In conclusion, our data, together with previous reports, show that TME in breast cancer has an active immune component from very early stages, and its compositions have dynamic changes along with tumor development. At early stages, mDC are the main population of DC, while pDC are low or absent. However, in the late stages, pDC have a significant role in tumor development and are associated with a bad prognosis. T cells are present in the tumor bed, and CD4+ T cells are dominant, from which a fraction corresponded to activated Treg. The positive correlation of mDC with Treg into the tumor tissue suggests an active interaction in which mDC could be inducing and activating Treg generating an immunosuppressive microenvironment. Furthermore, CSC are present in early breast tumors, and they are associated with lymph node metastasis and the frequency of Treg, suggesting an active role of these cells in the pathogenesis of early tumors.
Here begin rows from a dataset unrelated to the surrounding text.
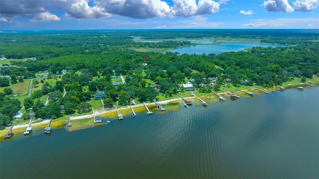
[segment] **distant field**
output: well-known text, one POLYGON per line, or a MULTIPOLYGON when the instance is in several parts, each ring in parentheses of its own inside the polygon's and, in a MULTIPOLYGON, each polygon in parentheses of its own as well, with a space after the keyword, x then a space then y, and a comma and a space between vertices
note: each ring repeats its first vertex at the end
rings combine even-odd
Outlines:
MULTIPOLYGON (((24 95, 28 93, 30 80, 24 80, 22 83, 18 83, 8 86, 13 90, 13 93, 19 93, 20 95, 24 95)), ((0 91, 3 92, 6 87, 0 87, 0 91)))
POLYGON ((27 60, 28 58, 25 59, 6 59, 5 60, 0 60, 0 65, 4 63, 10 63, 10 61, 25 61, 27 60))

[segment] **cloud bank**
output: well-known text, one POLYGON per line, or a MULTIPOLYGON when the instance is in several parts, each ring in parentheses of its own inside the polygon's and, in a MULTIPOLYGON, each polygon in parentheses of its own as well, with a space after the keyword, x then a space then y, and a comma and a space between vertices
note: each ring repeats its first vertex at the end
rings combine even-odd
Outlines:
MULTIPOLYGON (((114 15, 145 19, 209 14, 219 10, 212 0, 172 0, 170 6, 162 0, 1 0, 0 20, 10 22, 17 16, 30 18, 31 22, 60 20, 50 11, 63 9, 67 17, 96 18, 114 15)), ((227 0, 222 1, 222 3, 227 0)))

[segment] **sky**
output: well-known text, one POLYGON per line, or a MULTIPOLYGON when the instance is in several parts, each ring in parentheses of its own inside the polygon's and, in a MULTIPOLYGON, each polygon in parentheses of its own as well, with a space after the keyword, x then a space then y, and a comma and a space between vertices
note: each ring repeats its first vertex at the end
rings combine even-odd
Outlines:
POLYGON ((319 28, 319 0, 0 0, 0 30, 319 28))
However, the interaction of this cell population with immune cells and other cells in the TME requires further investigations. The composition of leukocytes and the presence of CSC in early breast tumors should be considered for the development of new immunologic therapeutic approaches. Identification of specific antigens in CSC and immune checkpoint plays an important role in finding targets for immunotherapy. Reciprocal to the blockade of co-inhibitory receptors, strategies to directly stimulate the anti-tumor rejection like agonistic antibodies for co-stimulatory receptors and immunostimulatory cytokines would be necessary to induce an effective anti-tumor immunity. An example is the modulation of GITR because signaling through GITR enhances effectors CD4+ and CD8+ T cells and reduces Treg-mediated suppression. Additionally, strategies that can modify the ratio of Tregs or to CD8+ effector cells may be useful in improving outcomes in breast cancer.